This one is by one of the firefighters, who found themselves simply unable to do a thing for the doomed town of Marysville:
We knew this was something serious, something far beyond what we had ever seen before. The conditions were absolutely extreme. The winds were hurricane strength.A nightmarish situation.
We proceeded into Marysville. This was a little tourist town of 1500 people surrounded by mountain ash forest, tree ferns and waterfalls. It was a town built around that environment. It had a commercial centre, guesthouses, all the trappings of tourism
We got to Marysville and day turned to night. There were burning embers and pieces of bark landing and starting numerous spot fires. Our intentions were to put out the spot fires, find houses and save them. That's what we are trained for: to save life and property. ...
it became clear very quickly that the scope of the fire was beyond what we were capable of. The apparent conditions were so extreme that everything was impossible. No form of active fire fighting was possible.
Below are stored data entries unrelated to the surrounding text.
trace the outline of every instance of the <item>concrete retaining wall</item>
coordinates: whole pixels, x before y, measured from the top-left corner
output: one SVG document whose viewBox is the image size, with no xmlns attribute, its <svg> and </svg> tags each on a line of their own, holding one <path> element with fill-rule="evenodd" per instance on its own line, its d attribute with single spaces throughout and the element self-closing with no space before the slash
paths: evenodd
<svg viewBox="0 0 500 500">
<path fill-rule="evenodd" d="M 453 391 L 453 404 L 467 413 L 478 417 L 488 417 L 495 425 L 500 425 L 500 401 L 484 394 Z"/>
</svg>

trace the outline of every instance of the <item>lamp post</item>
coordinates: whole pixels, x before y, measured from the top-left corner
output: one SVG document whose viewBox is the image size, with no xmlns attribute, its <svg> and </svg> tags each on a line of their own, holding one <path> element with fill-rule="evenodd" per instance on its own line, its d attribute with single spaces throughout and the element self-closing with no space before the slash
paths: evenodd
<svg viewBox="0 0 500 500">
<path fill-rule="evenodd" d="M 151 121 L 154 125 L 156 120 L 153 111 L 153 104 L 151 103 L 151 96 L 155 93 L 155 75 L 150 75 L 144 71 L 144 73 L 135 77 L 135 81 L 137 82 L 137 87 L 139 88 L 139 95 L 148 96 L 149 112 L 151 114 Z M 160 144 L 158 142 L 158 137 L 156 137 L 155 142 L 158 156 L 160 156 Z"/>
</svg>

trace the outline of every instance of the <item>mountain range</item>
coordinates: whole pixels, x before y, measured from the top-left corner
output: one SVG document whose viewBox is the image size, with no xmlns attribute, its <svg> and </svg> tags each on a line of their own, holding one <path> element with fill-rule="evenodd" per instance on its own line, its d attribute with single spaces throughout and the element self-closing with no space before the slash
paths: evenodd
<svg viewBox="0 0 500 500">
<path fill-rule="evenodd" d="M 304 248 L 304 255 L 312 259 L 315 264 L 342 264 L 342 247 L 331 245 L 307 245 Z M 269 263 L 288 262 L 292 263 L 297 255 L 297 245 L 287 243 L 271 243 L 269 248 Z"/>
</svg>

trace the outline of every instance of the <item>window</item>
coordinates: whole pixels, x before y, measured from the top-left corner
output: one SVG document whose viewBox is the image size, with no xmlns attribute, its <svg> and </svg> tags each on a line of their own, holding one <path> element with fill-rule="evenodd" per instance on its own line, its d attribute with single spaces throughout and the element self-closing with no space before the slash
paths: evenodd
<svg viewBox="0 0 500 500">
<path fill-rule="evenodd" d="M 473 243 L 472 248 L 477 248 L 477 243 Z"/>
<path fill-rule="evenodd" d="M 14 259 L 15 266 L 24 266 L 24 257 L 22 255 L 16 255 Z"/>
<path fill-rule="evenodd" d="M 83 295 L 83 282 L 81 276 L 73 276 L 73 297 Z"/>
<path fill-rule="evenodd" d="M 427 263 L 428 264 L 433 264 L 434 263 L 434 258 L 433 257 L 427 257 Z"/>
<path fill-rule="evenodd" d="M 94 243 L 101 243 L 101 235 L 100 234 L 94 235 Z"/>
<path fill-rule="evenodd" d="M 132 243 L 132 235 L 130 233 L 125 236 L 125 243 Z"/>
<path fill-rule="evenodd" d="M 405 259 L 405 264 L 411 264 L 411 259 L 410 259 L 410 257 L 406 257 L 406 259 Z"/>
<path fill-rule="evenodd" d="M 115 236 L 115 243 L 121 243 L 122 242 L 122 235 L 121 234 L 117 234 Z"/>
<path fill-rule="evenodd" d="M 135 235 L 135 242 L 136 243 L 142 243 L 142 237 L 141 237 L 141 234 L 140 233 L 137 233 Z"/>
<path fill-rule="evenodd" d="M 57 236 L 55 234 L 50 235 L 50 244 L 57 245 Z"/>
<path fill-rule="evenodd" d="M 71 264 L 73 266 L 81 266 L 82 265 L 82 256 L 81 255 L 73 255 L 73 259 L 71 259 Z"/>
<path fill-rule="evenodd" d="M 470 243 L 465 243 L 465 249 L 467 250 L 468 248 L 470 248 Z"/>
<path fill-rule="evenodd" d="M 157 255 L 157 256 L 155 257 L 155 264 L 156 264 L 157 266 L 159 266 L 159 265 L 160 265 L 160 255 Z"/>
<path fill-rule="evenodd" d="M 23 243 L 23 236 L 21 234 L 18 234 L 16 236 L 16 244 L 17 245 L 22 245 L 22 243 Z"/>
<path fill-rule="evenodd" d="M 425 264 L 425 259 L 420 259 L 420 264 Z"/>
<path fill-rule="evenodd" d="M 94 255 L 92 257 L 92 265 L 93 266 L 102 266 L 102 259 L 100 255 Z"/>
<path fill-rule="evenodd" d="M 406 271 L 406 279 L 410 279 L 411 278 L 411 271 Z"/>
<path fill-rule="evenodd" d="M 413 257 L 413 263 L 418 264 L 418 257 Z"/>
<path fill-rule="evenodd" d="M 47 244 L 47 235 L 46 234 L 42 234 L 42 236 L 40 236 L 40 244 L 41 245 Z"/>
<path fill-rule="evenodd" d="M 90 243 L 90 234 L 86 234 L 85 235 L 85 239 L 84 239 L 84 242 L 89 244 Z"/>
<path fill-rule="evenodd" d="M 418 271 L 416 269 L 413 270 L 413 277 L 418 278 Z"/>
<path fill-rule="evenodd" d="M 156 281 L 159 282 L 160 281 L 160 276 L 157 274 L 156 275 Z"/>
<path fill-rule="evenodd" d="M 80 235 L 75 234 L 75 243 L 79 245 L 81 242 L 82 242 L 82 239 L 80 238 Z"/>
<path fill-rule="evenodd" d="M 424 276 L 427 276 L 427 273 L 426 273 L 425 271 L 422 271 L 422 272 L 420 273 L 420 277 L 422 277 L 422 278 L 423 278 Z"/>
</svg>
Our training told us that we had a resonsibility to save our own crew and it was obvious that was what we needed to do.
We made our way back to the anchor point at the oval. It was a typical country oval - a patch of clear ground. We had to sit it out. There was 30 minutes of intense stuff and we sat there for four or five hours as the town burned around us. There were houses burning everywhere we looked.
It was very confusing. A lot of residents were attempting to leave. It was pandemonium. People were pleading with us to help them free friends and family who were trapped in their houses.
I was there in September - a pleasant enough little town that services mainly nature tourists (there's a waterfall just out of town) and skiers in the winter. It's extraordinary how a how town can vanish like that, (and it seems improbable - there must have been a few brick buildings?)